The movie is exactly what the title implies: a chronicle of an attempt to stage Shakespeare’s play in the virtual space afforded by the famed video game Grand Theft Auto. If you’re not a gamer and don’t keep up with certain realms of digital development, you’re probably not familiar with the reality that you can enter a contemporary video game and spend an awful lot of time not actually playing it. So, this movie asks, why not get into theater if you’re not in the mood to steal cars and drive them very fast?

This idea did not hatch in a vacuum. Sam and Mark conceived the project during the COVID lockdown, in large part to prevent going stir-crazy, or any other type of crazy. (But then again, non-gamers may conclude that these guys were already crazy in some way.) And they took it seriously from the outset. They scouted locations within the GTA world. (It does, in fact, contain an amphitheater.) They held auditions. (The game can be played with almost limitless players online.)

They indeed seem to have spent an inordinate amount of time on this. This adds a perhaps unexpected poignancy to the story. And it also makes their Hamlet noteworthy in a way that perhaps they didn’t even expect. When Sam finally speaks the “to be or not to be” soliloquy he doesn’t sound like he’s acting. At all. How he came to inhabit the role sure is unusual, but inhabit it he does, and you may feel like giving him a standing ovation after all. More than just a shaggy dog story, Grand Theft Hamlet is a pointed, entertaining and moving examination of interdisciplinary conductivity at its most surprising.

A pivotal moment in Hamlet revolves around an in-universe play, where a nested performance is part of a ploy to speak to a higher reality. Grand Theft Hamlet sees the power of this play-within-a-play and asks, “Why not a play-within-gameplay?” The result of two stage actor pals’ mid-pandemic cabin fever, the film documents Sam and Mark’s attempt to stage a full-length production of Hamlet, performed entirely on the unpredictable virtual streets (and beaches, and skyscapes) of Grand Theft Auto Online. It is equal parts charming and cheesy – both due to its experimental setting.

Sam and his filmmaker partner Pinny Grylls record all of Grand Theft Hamlet through avatars and voice chat, joining the company of other game-shot films like We Met In Virtual Reality and the roleplay reenactments in The Remarkable Life Of Ibelin. Like those films, the messy mise-en-scène of games – the UI, in-game ads, mission announcements, map, and Wanted Level – adds to and intrudes upon the narrative. And, like those films, Grand Theft Hamlet focuses on the very real connections and fulfilling emotional experiences that defy games’ scripted quests and inscrutable character models.

While this human depth is part of the film’s broader premise – “Aren’t Shakespeare and GTA a wacky combo?” – it’s not a surprise or revelation, since most members of the film’s audience maintain purely online parasocial and social relationships. But it’s still heartwarming and, yes, enjoyably absurd to watch its ambitious troupe band together, at times literally fighting to save their show using rifles, handguns, rocket launchers, fighter jets, and their own fists.
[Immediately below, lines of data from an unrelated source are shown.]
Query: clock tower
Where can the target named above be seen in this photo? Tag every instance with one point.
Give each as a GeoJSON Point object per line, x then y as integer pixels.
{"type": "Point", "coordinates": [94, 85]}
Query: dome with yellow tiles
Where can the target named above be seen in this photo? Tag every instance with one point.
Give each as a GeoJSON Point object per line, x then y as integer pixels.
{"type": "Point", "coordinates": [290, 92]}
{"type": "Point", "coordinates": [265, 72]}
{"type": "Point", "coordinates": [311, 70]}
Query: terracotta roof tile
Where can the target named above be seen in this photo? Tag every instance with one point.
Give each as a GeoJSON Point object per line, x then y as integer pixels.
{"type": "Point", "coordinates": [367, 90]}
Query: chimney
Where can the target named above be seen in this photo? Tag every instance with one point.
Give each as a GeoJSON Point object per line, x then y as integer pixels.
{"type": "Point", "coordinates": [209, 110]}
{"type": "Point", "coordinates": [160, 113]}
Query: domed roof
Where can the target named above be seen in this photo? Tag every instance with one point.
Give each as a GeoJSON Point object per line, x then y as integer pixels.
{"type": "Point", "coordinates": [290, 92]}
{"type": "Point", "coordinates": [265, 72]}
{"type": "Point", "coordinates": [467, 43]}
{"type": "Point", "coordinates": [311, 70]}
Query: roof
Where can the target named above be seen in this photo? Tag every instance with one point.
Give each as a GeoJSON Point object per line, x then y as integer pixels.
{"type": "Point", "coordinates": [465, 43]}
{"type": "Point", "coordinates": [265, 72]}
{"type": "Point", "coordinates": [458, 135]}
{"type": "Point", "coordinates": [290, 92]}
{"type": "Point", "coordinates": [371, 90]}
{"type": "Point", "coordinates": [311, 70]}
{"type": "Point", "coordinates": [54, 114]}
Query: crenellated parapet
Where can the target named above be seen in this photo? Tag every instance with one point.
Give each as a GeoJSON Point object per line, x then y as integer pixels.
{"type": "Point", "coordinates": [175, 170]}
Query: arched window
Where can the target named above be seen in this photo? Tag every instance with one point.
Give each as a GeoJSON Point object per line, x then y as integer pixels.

What is surprising, though, is how compelling it is to watch actors interpret one of the most famous dramas ever written through pixelated puppets in a surrogate performance space. Sam and Mark have their own roles to play, but they also hold in-game auditions in a Los Santos amphitheater. These personal showcases squeeze an omnipresent text through unwieldy virtual instruments. Combining their grainy voices with the limited movement and emotes provided by the game engine, the actors thrillingly strain against their self-imposed limits. Some even use GTA’s combat mechanics to their advantage, stabbing or aiming their pistols for added effect. Close-ups highlight the jabbering mouths of everyone’s ridiculous character models, funny because it just doesn’t work…but engaging because, wow, it kinda works.